Re: Grosso whitespace proposal

> From: Paul Prescod <papresco@csclub.uwaterloo.ca>
> 
> At 12:26 PM 12/16/96 CST, you wrote:
> >What the previous paragraph does
> >seem to mean is that whatever REs XML deems to be insignificant must be
> >determined to be insignificant regardless of the content model since we
> >may not have the DTD.  For example, we can say (as I believe we have in
> >the current XML draft) that an RE immediately following a start tag is
> >insignificant thereby providing places editors and others can introduce
> >record ends while still allowing all XML processors to interpret the
> >results identically without requiring knowledge of the DTD.
> 
> Every proposal we've seen has glitches, and I just wanted to make this one's
> explicit.
> 
> a) The first may or may not be a big deal depending on your point of view,
> but that means that "well formed" XML documents cannot have a list or table
> formatted as they are typically formatted, where whitespace is introduced
> after the item/row end-tag. That might be a compromise we could live with. 

This may be true (depending on how lists or tables are "typically
formatted").  The way I would format a list or table or anything
else is:  only put blanks where I want them in my data and only
break lines immediately after start tags or immediately before end tags.

> 
> Is there a hack we could use to "escape" all of the whitespace up to the
> next tag?
> 
> <LIST>\
>      <ITEM>...</ITEM>\
>      <ITEM>...</ITEM>\
>      <ITEM>...</ITEM>\
> </LIST>

I would not want to see us employ such a hack.  The list could be formatted,
for example:

<LIST>
<ITEM>
...
</ITEM><ITEM>
...
</ITEM><ITEM>
...
</ITEM>
</LIST>

> 
> b) I'm a little uncomfortable giving users something that *looks* like what
> they are used to, but doesn't behave like it. It may well be better from a
> usability standpoint (though not a marketing one) to give them something
> that looks "funny".

(Not sure what you mean here.)

> 
> c) Who is going to check this well-formedness constraint? SGML parsers will
> happily eat the whitespace. Non-validating XML parsers will not read the DTD
> and so cannot notice whitespace in element content. We would need a new kind
> of parser: a validating XML parser *not* built on top of an SGML parser.
> (this is technically possible, but it is just more work)

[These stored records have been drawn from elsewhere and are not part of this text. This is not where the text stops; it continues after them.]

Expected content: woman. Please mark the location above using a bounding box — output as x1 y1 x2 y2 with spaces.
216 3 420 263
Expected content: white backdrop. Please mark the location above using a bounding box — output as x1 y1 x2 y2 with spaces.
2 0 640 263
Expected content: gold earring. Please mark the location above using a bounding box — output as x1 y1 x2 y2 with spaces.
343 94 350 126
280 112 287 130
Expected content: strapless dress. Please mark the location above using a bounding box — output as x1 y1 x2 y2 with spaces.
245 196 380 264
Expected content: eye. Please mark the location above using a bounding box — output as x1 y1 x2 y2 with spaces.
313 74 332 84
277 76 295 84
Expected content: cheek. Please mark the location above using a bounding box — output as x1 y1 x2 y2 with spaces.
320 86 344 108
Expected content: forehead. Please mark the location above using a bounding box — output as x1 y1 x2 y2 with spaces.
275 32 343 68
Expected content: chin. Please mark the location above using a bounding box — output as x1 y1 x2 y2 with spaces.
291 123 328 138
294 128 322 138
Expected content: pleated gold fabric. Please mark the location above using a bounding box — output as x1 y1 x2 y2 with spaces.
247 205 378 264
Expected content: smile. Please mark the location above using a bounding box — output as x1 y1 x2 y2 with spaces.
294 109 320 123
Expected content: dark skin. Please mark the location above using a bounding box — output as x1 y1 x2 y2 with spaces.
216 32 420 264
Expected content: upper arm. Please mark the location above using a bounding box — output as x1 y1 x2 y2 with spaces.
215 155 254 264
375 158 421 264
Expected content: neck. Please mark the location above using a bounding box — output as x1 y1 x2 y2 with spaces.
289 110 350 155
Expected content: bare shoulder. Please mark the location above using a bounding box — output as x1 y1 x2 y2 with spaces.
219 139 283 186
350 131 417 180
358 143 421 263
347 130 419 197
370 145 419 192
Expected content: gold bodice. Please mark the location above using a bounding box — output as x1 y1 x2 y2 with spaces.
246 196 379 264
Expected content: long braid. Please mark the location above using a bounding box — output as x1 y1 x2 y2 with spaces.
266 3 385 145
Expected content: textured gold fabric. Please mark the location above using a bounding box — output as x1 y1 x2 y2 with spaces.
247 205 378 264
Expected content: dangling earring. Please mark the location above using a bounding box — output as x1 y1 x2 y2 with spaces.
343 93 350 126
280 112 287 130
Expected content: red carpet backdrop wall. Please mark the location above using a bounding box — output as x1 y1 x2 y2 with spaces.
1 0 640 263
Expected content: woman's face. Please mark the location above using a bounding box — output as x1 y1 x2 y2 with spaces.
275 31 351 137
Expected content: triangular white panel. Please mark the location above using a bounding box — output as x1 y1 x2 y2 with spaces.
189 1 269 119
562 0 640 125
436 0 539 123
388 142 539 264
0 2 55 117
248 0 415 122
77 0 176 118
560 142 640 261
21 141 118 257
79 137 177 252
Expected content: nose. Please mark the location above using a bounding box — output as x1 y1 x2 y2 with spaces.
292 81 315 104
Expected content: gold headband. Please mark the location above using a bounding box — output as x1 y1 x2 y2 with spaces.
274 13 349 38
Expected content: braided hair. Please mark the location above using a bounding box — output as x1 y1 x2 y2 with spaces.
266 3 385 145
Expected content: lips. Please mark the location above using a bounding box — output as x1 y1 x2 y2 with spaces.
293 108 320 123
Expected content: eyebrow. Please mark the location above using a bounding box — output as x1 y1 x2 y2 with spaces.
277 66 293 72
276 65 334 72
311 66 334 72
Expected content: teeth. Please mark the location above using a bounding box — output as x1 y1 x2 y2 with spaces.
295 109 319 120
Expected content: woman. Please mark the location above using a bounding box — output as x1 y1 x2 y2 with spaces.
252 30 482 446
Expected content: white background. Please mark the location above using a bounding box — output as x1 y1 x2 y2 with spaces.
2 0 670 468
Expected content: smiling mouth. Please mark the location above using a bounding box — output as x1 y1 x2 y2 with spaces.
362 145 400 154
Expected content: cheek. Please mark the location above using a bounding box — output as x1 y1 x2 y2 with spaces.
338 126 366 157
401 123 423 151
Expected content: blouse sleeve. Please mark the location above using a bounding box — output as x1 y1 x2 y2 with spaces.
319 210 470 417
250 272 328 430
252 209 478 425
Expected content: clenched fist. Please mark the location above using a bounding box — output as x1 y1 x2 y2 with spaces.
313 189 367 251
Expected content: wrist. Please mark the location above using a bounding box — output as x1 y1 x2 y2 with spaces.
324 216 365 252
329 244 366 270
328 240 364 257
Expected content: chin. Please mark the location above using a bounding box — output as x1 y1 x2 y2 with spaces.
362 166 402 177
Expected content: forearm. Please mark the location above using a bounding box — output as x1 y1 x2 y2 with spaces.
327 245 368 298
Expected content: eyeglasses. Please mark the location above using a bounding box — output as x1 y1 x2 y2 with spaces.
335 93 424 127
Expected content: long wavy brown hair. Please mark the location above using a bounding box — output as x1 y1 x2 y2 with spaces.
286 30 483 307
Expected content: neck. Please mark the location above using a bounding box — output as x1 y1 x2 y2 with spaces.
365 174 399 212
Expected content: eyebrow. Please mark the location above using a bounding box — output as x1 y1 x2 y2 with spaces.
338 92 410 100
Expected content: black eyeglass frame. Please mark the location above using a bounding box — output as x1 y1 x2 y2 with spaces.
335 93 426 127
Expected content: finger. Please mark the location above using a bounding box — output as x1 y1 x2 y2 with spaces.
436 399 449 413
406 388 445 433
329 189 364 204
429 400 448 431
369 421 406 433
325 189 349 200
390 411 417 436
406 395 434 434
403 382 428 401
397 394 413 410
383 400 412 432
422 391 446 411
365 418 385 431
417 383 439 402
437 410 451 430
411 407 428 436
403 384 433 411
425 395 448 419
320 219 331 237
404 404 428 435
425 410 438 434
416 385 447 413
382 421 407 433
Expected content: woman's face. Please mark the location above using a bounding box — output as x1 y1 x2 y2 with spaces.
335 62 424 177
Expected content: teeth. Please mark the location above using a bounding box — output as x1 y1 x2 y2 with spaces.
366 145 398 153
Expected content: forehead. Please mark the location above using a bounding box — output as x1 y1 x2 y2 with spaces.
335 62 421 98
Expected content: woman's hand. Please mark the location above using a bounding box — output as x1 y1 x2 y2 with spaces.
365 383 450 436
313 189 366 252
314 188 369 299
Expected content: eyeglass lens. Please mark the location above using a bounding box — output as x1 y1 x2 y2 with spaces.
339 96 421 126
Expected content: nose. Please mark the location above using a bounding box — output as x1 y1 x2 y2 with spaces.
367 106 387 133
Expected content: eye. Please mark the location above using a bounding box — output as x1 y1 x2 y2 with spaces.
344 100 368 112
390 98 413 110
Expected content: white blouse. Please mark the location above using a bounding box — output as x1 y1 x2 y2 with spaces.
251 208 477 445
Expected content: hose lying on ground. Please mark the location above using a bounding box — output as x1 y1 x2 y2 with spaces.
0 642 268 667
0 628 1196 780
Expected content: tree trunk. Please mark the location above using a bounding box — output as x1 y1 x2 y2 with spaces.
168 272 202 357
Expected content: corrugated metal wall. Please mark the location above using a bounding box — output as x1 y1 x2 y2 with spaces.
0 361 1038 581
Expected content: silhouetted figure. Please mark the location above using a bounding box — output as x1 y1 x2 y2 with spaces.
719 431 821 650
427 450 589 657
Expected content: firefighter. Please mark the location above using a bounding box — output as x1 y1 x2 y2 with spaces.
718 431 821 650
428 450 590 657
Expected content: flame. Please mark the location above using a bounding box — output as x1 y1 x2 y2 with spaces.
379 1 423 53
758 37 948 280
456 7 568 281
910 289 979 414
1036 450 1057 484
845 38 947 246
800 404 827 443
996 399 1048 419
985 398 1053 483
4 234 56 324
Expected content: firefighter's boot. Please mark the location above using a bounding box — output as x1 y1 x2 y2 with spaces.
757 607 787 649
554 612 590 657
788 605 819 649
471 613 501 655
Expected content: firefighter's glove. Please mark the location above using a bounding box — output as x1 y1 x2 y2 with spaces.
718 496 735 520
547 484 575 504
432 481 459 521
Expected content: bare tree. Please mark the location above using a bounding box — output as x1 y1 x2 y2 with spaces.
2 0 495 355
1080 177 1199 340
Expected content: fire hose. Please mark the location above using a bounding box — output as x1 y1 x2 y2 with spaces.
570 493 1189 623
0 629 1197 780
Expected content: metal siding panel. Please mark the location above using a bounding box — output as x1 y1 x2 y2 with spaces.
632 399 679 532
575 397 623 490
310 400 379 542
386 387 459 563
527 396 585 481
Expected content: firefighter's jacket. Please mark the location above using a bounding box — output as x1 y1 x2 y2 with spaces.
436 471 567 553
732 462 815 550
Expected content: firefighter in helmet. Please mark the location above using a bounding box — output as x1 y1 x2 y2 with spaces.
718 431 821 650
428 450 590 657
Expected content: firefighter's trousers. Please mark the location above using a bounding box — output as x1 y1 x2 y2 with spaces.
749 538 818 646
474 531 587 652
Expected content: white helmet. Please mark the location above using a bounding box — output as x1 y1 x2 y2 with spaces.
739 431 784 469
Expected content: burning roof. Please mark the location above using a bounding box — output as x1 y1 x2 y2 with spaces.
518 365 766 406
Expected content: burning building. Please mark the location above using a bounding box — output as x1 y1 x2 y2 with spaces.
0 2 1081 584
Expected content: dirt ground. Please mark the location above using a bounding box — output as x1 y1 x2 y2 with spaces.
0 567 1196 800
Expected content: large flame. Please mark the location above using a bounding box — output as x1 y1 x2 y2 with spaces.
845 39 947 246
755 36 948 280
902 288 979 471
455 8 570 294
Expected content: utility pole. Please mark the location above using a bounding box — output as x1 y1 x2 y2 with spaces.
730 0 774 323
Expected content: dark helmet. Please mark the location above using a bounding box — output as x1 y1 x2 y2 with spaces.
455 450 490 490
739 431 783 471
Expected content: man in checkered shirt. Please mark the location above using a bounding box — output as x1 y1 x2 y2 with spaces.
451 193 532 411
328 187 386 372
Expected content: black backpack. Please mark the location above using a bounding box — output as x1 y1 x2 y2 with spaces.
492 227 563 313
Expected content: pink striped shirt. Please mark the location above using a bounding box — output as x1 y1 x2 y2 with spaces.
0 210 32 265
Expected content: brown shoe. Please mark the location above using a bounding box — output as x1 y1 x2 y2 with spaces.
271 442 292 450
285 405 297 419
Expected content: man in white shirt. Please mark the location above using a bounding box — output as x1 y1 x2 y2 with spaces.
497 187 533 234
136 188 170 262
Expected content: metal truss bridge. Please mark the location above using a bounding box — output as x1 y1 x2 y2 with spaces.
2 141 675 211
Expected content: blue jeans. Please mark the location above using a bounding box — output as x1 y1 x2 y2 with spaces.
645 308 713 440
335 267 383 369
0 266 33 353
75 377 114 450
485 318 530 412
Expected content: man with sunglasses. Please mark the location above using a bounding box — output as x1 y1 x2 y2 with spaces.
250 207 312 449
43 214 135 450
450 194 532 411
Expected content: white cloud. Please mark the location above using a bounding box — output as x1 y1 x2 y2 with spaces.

I thought we had all agreed that validation required a DTD (and many of us
believe that authoring is best done in the presence of a DTD too).  With
the DTD, the validator/authoring tool can tell which whitespaces are 
insignificant and remove them.  Then, if necessary/desired, that tool
can insert REs after start tags and before end tags to break up long lines.
The resulting file would then be well-formed wrt whitespace.  Browsers
and other tools that handle XML without reference to a DTD would merely
assume the file to be well-formed and would therefore consider all whitespace
(except REs after start tags and before end tags) to be significant.